Syngeneic and allogeneic bone marrow engraftment after total body irradiation: dependence on dose, dose rate, and fractionation.
Blood 1991 Februrary 2
Murine bone marrow chimera models were used to assess the efficacy of host total body irradiation (TBI) given at different doses, dose rates, and fractionation schemes in providing for engraftment of syngeneic and allogeneic bone marrow. B6-Hbbd congenic and LP mice, respectively, were used as donors (10(7) bone marrow cells) for syngeneic and allogenic (H-2 compatible) transplantation in standard B6 recipients. Stable marrow chimerism was determined from host and donor stem cell-derived hemoglobin phenotypes (Hbbs and Hbbd) on gel electrophoresis at 3 months posttransplant. Partial engraftment of syngeneic marrow was seen at single doses as low as 2 Gy, with the donor component increasing steadily with increasing TBI dose to a level of 100% at 7 Gy. Immunologic resistance of the host appeared to prevent allogeneic engraftment until 5.5 Gy. A very steep radiation dose response was then observed so that the level of chimerism with 6 Gy and above became comparable with syngeneic engraftment.

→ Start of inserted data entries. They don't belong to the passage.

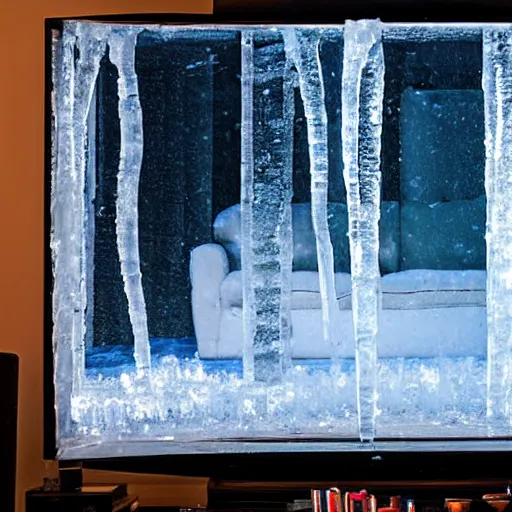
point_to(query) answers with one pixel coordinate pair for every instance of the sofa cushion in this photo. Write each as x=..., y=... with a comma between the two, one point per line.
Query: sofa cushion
x=227, y=229
x=442, y=145
x=305, y=290
x=423, y=289
x=443, y=236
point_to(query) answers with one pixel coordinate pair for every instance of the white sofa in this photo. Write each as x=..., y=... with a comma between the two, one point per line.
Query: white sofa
x=425, y=313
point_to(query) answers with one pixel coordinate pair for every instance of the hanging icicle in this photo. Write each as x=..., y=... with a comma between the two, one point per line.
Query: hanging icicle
x=122, y=45
x=362, y=97
x=265, y=209
x=497, y=86
x=302, y=46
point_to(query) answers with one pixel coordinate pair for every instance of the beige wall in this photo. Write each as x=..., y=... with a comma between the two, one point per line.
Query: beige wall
x=21, y=195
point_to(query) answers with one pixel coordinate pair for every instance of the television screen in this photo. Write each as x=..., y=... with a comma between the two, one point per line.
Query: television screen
x=280, y=237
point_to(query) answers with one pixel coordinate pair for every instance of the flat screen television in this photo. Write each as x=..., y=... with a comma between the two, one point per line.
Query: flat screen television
x=279, y=237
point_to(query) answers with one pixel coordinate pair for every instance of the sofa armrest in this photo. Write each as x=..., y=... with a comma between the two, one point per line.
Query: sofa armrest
x=209, y=266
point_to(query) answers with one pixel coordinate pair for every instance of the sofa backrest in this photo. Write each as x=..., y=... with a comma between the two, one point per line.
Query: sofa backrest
x=227, y=232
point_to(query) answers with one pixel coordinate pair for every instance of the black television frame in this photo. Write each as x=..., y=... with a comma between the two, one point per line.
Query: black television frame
x=358, y=465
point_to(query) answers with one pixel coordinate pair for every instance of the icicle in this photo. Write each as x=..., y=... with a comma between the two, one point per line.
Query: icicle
x=362, y=97
x=76, y=69
x=266, y=195
x=303, y=48
x=497, y=86
x=246, y=202
x=122, y=45
x=286, y=223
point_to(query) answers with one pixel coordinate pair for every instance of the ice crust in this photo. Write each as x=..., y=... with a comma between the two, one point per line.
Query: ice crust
x=274, y=397
x=303, y=48
x=497, y=86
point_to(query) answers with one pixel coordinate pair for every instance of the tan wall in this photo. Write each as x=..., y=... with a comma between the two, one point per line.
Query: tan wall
x=21, y=196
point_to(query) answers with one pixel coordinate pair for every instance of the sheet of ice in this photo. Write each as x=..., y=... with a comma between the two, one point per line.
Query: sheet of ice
x=91, y=43
x=266, y=196
x=302, y=46
x=362, y=97
x=122, y=45
x=78, y=56
x=497, y=86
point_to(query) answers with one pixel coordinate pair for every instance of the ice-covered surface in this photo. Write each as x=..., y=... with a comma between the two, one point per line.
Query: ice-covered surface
x=268, y=396
x=497, y=86
x=267, y=242
x=303, y=48
x=362, y=97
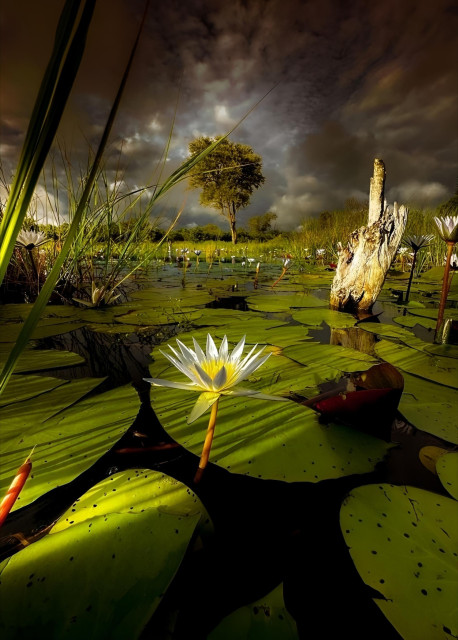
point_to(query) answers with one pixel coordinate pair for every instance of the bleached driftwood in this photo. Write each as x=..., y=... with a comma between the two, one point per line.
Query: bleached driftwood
x=364, y=262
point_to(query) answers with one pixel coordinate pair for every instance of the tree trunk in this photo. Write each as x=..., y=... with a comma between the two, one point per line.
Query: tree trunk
x=232, y=217
x=364, y=262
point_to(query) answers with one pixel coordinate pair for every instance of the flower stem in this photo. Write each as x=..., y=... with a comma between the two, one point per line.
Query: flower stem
x=411, y=276
x=445, y=287
x=208, y=443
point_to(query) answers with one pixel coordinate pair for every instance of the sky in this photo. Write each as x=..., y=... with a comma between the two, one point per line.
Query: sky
x=336, y=84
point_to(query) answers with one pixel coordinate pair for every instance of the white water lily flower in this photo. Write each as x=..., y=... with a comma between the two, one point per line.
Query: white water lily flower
x=448, y=228
x=214, y=372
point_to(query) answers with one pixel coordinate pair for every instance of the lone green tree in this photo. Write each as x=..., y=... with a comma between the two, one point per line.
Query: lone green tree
x=227, y=176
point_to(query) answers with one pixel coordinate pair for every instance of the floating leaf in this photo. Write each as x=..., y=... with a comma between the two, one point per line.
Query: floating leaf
x=68, y=443
x=264, y=439
x=413, y=321
x=105, y=568
x=429, y=456
x=315, y=317
x=265, y=619
x=441, y=370
x=19, y=420
x=430, y=407
x=161, y=315
x=47, y=327
x=403, y=543
x=22, y=387
x=387, y=330
x=275, y=301
x=341, y=358
x=41, y=359
x=447, y=470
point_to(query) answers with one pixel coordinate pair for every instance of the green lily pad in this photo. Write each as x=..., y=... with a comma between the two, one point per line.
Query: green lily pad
x=22, y=387
x=443, y=350
x=387, y=330
x=103, y=573
x=413, y=321
x=224, y=317
x=341, y=358
x=447, y=470
x=68, y=443
x=403, y=543
x=266, y=439
x=20, y=419
x=315, y=317
x=160, y=315
x=265, y=619
x=433, y=313
x=40, y=359
x=283, y=302
x=430, y=407
x=47, y=327
x=266, y=332
x=441, y=370
x=175, y=297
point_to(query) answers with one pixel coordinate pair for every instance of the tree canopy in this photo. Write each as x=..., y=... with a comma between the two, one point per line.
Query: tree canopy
x=227, y=176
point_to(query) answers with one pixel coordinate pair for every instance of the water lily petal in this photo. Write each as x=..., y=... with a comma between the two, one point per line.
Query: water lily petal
x=220, y=379
x=159, y=382
x=204, y=402
x=238, y=349
x=212, y=351
x=199, y=353
x=189, y=373
x=188, y=354
x=223, y=349
x=207, y=381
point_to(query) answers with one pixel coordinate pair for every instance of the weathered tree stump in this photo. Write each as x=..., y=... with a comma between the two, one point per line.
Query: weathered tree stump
x=364, y=262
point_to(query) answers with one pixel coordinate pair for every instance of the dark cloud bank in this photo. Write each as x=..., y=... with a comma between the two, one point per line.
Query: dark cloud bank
x=356, y=80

Low dose rate (5 cGy minute-1) and fractionated TBI required higher total doses for equivalent engraftment (radiation dose-sparing) in both syngeneic and allogenic bone marrow transplantation. This displacement in the dose-response curve on fractionation was seen with interfraction intervals of 3 and 6 hours. A further dose-sparing effect was observed on extending the interval to 18 and 24 hours, but only for allogeneic transplantation, and may therefore be related to recovery of immune-mediated graft resistance. The involvement of multiple target cell populations in determining allogenic engraftment rendered the application of the linear-quadratic model for radiation cell survival problematic in this case. The recovery in dose when low dose rate and 6-hour interfraction intervals were applied in either syngeneic or allogeneic BMT is consistent with appreciable sub-lethal damage repair in the primitive self-renewing stem cell population of the host marrow. These results contrast with the poor repair capacity of the 11-day spleen colony-forming units (CFUs) population after fractionated irradiation and support the notion that ablation of early stem cells in the pre-CFUs compartment is essential for long-term marrow engraftment.